The traditional Chinese wedding ceremony is bowing out

More and more couples are opting for Western-style ceremonies

Last month I attended a wedding not just as a guest, but as a celebrant. It was an out­door ceremony with the Malaysian rainforest providing a stunning backdrop.
I am not authorised by any civic or religious powers to solemnise a wedding – the couple had married a few days before and this ceremony was symbolic – but I was honoured to be asked. It was my first time and I was probably more nervous than the couple, but it went beautifully.
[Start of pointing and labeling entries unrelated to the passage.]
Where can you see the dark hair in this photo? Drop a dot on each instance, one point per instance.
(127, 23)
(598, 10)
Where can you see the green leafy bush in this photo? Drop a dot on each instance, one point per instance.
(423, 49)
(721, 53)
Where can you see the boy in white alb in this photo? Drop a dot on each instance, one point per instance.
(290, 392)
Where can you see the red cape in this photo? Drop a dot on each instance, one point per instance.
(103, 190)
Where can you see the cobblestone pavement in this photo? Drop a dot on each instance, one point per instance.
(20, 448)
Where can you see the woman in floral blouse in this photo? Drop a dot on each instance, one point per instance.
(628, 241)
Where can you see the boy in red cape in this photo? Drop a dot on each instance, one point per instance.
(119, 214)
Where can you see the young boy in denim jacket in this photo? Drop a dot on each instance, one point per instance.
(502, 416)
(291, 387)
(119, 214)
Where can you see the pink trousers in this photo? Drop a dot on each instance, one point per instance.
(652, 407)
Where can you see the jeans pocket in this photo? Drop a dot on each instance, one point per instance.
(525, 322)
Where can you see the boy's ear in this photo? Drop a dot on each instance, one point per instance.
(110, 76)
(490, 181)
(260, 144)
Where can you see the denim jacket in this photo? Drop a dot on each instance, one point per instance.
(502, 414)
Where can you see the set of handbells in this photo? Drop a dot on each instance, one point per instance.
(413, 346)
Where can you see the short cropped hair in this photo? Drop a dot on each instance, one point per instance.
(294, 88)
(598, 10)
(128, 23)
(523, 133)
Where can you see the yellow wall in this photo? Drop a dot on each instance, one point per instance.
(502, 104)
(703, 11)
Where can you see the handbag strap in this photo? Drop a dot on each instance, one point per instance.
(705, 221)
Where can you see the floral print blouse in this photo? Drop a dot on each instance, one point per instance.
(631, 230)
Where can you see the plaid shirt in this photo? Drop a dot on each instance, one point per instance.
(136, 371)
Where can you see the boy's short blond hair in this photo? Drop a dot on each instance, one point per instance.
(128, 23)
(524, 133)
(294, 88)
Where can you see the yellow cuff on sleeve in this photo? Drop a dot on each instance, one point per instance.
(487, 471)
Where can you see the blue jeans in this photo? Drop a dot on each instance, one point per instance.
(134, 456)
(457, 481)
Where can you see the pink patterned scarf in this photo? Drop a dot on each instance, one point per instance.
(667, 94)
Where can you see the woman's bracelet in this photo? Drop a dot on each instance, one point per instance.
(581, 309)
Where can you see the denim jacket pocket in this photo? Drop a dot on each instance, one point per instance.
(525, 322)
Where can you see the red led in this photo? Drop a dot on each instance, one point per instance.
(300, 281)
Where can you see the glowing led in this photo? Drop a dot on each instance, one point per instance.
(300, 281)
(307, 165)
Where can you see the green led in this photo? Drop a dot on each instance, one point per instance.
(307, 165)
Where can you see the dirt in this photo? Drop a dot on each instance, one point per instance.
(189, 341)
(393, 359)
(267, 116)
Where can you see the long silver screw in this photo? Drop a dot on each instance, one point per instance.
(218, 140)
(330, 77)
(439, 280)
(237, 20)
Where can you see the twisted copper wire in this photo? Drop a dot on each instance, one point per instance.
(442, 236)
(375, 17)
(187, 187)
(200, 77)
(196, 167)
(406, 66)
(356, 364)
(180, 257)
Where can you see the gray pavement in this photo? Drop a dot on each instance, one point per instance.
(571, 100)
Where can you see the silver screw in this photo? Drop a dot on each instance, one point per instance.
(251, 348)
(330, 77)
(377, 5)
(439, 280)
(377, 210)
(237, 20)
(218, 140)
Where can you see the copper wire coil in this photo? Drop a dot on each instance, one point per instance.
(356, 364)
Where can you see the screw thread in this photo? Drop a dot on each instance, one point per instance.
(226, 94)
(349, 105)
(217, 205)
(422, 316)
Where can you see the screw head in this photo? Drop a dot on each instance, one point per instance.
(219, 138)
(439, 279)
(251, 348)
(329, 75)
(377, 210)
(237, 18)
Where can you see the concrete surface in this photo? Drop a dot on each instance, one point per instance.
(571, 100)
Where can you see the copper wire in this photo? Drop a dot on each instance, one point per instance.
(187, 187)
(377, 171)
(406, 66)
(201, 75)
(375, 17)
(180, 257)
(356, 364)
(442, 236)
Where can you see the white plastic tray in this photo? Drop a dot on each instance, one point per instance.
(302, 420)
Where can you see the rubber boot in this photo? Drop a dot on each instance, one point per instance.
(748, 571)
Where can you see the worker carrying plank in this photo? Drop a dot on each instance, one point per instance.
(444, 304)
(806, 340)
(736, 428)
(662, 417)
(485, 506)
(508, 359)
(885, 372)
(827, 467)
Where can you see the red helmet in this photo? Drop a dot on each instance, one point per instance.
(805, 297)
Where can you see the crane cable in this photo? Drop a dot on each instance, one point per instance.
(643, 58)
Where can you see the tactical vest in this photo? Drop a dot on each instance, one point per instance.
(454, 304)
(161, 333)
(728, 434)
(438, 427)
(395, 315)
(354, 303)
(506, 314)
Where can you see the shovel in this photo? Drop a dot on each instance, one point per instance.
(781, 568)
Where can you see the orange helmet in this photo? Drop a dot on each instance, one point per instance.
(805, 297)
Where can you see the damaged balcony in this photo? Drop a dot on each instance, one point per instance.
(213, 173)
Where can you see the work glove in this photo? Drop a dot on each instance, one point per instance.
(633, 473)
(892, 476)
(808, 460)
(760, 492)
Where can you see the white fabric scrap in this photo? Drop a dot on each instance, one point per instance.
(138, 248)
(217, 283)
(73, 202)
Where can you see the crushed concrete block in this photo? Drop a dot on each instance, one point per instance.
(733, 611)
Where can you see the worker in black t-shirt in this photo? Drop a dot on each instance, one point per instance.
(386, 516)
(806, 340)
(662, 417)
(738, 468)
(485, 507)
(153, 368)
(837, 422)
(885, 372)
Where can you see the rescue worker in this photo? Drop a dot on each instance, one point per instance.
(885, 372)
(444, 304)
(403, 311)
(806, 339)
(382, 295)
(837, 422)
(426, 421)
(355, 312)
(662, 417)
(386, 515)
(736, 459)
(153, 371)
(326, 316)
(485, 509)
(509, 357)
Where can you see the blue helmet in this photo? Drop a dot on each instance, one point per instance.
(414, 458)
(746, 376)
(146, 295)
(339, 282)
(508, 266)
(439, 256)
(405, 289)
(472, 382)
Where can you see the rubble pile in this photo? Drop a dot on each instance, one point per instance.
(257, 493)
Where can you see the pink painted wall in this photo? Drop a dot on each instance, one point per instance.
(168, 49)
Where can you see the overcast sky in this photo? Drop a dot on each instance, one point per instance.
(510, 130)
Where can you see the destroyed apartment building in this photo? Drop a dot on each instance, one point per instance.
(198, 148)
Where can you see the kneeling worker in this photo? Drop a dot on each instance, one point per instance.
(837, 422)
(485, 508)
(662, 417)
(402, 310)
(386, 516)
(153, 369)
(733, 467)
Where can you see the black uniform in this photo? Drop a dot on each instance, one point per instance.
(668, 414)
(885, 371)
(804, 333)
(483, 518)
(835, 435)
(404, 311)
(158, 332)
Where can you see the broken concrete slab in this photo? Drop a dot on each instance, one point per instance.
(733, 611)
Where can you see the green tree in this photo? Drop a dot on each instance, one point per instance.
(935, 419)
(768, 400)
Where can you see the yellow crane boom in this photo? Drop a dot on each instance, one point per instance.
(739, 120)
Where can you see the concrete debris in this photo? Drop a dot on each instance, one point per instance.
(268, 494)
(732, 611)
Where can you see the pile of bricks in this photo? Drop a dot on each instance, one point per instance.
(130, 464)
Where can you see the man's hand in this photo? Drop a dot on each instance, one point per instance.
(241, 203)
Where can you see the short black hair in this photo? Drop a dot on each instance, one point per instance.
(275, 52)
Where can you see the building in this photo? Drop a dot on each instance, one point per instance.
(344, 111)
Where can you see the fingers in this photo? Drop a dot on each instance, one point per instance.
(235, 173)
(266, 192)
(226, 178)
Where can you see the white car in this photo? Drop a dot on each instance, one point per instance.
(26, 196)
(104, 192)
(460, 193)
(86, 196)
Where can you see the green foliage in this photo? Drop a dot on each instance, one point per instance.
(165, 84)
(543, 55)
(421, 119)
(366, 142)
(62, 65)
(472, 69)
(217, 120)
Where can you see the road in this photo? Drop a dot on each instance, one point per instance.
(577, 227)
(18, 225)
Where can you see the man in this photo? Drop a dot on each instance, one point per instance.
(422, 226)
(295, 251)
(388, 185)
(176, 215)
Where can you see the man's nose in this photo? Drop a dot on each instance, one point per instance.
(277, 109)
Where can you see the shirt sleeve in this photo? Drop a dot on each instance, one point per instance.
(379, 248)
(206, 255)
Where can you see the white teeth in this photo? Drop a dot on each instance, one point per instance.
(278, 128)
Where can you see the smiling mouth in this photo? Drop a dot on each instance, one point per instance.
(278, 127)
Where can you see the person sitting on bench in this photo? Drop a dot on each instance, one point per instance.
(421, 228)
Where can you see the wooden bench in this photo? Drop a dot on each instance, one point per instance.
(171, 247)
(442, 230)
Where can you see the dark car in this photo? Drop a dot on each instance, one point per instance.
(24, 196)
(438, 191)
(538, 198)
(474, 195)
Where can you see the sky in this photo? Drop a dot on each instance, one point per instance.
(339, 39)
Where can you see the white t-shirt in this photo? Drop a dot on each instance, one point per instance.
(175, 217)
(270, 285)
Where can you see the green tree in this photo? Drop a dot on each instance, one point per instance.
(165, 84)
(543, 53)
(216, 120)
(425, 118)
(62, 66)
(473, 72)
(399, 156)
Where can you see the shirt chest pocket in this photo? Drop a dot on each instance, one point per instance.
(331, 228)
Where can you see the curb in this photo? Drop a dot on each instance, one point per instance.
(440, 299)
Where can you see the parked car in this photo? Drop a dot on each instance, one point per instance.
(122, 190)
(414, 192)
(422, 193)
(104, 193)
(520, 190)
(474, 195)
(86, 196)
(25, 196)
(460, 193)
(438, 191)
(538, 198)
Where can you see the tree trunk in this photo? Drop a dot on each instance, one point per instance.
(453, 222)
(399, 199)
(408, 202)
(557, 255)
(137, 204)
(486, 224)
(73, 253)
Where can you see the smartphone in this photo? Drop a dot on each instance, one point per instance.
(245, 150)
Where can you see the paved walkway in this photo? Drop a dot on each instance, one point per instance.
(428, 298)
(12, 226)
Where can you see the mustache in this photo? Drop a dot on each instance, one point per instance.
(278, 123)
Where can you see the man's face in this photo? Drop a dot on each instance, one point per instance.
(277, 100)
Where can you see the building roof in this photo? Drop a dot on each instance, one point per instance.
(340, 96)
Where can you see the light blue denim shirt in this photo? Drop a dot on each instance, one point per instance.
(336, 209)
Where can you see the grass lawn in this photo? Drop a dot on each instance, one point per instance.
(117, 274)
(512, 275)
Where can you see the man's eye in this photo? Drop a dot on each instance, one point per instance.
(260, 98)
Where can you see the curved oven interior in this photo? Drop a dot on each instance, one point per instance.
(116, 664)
These days, few Chinese weddings, either in or outside China, feature what used to be the most important ritual, the baitang ceremony, which announced to the world that man and woman had become husband and wife. Certain peripheral rites are still observed by some couples, but the baitang ceremony, common since the Song dynasty (960-1279), has been mostly replaced by civic procedures or Western rituals.

A traditional Chinese wedding with a Western touch.

There were variations, but the baitang usually required couples to stand before an altar for deities and ancestors and follow the celebrant’s instructions to bow to the heavens and the earth, bow to the groom’s parents and bow to each other, before proceeding to the nuptial chamber. After completing baitang, the couple were officially married.

Anthropologists could probably explain better than I can why the Chinese have abandoned this key wedding ritual, without any replacement based on their own traditions.